The number of miles driven has always been a critical statistic for autonomous vehicles (AV): more miles equals more learning data. Today’s AV developers have an insatiable hunger for data: the more they drive, the more their self-driving software becomes capable of driving.

This data has always represented a key competitive advantage for AV developers - which is why virtually nothing has been shared beyond the walls of their (mostly) Silicon Valley offices.

That is, until now.

From closed doors to open datasets

Over the past year and a half, various leading developers of self-driving technology have started to release their road-driving datasets to the public. Prior to this, due to the resource intensity of data collection, only very few small datasets were available to the academic community.

Releasing open datasets is a good way to give access to researchers in academia to experiment and research on self-driving technology, and to kick-start innovation in this field. What is being overlooked, however, is the fact that data sharing could be fundamental in achieving the holy grail of self-driving vehicles: safety.

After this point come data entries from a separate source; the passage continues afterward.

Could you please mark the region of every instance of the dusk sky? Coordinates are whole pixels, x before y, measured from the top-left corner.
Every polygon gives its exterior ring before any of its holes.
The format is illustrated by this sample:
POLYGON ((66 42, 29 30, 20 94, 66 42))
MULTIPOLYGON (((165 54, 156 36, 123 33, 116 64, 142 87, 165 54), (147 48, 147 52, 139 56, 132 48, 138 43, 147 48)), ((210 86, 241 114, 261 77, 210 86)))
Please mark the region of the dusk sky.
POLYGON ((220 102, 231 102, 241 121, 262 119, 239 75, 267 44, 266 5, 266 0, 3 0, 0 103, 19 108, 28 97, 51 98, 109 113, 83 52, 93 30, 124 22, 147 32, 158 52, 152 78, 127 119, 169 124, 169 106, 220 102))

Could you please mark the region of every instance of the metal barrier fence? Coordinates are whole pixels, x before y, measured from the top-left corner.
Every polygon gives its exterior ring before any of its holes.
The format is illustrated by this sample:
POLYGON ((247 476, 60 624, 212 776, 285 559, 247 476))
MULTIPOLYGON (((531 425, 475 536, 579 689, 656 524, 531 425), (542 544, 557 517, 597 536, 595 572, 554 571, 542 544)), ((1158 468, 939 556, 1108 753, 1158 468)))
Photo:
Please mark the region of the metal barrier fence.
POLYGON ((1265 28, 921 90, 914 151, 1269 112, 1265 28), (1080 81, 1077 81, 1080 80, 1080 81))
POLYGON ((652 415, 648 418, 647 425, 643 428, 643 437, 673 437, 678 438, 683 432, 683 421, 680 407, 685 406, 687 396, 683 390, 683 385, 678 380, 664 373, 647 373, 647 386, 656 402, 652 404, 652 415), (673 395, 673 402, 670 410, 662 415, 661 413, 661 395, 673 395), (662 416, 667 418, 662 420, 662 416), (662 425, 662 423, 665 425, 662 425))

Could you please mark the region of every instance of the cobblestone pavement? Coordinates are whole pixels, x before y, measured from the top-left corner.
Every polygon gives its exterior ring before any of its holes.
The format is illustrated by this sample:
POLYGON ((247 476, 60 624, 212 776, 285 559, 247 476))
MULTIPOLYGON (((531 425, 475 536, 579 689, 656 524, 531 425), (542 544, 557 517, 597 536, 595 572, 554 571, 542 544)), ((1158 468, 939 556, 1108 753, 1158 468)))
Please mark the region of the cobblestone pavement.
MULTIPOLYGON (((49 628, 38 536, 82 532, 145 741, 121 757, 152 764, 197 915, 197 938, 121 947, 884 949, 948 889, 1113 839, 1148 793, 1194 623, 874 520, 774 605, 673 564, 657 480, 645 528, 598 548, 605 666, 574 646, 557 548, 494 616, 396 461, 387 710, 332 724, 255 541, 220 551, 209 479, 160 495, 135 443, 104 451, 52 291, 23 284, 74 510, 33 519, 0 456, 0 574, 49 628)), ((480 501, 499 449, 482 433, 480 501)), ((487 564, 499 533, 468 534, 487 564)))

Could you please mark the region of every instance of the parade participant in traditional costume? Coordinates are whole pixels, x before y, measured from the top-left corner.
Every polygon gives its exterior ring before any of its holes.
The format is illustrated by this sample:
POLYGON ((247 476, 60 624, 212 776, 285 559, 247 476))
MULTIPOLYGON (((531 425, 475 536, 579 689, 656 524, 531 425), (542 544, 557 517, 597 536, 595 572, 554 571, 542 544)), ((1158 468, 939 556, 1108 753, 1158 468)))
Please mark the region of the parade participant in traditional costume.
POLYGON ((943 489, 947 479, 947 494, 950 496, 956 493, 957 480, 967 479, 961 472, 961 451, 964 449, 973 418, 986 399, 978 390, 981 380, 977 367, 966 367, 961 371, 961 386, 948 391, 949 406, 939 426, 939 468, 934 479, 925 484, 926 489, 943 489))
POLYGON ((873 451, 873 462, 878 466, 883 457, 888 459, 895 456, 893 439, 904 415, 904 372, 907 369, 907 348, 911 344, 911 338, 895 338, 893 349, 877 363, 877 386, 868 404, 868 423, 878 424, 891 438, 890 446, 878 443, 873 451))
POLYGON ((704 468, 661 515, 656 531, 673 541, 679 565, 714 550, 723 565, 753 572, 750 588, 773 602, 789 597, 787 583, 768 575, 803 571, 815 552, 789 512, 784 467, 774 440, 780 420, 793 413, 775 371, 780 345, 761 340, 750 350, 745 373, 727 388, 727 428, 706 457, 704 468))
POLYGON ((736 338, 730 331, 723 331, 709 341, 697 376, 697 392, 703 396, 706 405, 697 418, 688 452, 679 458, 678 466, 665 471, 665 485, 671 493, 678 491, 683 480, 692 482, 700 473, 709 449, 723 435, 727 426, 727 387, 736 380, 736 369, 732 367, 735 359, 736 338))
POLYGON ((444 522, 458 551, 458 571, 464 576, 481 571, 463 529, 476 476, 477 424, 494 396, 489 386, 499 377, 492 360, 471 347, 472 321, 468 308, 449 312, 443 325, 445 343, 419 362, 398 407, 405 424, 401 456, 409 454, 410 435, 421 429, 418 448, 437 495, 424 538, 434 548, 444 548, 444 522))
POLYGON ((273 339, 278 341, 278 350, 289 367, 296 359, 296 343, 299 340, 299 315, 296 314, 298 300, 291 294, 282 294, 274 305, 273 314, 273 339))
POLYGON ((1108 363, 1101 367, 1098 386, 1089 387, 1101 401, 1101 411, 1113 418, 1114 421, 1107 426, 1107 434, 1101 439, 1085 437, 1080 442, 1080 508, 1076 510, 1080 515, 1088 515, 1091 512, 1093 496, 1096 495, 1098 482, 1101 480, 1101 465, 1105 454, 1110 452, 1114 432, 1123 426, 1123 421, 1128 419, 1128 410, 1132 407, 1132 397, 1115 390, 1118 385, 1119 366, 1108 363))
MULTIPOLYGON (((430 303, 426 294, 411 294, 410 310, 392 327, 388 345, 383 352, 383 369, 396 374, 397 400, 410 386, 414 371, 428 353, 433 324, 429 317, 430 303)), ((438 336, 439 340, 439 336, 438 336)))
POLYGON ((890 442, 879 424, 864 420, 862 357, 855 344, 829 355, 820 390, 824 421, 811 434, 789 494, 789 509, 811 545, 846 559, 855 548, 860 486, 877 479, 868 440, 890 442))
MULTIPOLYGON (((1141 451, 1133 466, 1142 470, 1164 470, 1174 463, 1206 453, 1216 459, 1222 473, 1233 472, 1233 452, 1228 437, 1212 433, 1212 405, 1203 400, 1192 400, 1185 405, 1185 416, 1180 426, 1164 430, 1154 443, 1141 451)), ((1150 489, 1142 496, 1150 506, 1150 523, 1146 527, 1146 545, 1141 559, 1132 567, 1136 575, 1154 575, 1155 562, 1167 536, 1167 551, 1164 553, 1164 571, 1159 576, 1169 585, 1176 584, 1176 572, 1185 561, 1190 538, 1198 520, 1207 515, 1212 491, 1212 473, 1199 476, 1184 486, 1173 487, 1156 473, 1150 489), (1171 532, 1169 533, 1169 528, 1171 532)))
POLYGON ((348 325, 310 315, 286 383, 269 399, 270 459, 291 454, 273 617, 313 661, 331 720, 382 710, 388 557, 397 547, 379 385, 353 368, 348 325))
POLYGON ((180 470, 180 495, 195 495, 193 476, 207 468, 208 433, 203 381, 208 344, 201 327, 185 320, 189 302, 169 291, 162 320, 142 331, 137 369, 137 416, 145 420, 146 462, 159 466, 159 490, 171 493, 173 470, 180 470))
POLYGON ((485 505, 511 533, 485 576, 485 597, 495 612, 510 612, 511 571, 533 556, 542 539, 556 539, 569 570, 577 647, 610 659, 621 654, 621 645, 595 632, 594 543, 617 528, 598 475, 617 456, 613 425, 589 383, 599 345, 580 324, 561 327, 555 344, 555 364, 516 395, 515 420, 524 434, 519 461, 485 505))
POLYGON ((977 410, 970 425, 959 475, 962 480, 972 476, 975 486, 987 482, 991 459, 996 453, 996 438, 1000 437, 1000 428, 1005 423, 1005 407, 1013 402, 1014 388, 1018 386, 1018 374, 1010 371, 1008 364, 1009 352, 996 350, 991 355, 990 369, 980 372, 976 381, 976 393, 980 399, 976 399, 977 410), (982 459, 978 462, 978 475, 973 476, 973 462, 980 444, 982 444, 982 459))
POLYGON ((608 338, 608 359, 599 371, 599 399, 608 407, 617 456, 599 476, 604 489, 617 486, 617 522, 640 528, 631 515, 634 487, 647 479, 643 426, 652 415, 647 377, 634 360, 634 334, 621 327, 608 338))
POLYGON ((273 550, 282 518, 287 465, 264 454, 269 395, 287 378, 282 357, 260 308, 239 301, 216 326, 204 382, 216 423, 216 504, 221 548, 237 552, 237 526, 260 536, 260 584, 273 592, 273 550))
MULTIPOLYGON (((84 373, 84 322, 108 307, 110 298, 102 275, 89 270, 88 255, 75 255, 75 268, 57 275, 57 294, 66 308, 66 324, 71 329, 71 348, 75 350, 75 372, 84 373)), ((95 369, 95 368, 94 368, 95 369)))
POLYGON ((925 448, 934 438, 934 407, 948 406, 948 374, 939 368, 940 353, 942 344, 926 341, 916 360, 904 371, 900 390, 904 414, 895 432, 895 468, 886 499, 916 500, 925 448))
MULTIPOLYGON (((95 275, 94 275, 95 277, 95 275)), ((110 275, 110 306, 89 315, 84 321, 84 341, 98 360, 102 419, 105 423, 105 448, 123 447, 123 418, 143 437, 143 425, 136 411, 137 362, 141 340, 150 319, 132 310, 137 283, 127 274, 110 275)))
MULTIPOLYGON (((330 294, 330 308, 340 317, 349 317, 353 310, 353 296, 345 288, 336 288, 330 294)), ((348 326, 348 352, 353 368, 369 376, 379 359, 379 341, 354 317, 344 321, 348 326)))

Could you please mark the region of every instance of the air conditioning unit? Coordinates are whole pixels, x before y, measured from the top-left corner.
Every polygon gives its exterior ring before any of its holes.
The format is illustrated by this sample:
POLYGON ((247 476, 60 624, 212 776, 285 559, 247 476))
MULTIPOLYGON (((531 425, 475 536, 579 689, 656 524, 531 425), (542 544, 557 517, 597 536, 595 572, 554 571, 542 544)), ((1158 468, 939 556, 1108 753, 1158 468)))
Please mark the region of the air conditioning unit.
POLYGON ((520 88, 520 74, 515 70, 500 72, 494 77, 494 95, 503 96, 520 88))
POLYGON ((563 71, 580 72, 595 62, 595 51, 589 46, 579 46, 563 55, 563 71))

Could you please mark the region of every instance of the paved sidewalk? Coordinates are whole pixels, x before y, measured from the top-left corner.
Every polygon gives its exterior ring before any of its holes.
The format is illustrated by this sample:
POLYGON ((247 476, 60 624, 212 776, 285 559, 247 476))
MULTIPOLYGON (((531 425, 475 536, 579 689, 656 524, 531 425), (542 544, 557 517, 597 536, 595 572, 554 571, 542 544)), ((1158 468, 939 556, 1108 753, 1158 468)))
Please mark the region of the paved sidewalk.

Promoting collaboration and data sharing among stakeholders is the basis of adequate safety standard development and one of the core focus points of the National Highway Traffic Safety Administration’s voluntary guidance for autonomous vehicles. Data sharing and safety go hand in hand - and here’s why, starting with two assumptions.

First, safety is the number-one objective for society when it comes to self-driving cars. This technology promises to cut to (ideally) zero the 40,000 deaths that occur every year on US roads alone, and safety must be guaranteed before we can see a mass rollout of AVs.

Second, what we want to encourage the sharing of at a large scale, first and foremost, are driving scenarios. A driving scenario can be understood as the narrative of a situation that occurs during driving, together with all of its boundary conditions and environment specifications; for example, a situation in which a car cuts off another one on a particular chunk of the highway, at a certain speed and under intense rain.

Sharing is caring

Sharing these kinds of scenarios should not be particularly controversial, because it is data that is not deeply linked to any company’s intellectual property or core technology stack. It simply takes time and effort to collect.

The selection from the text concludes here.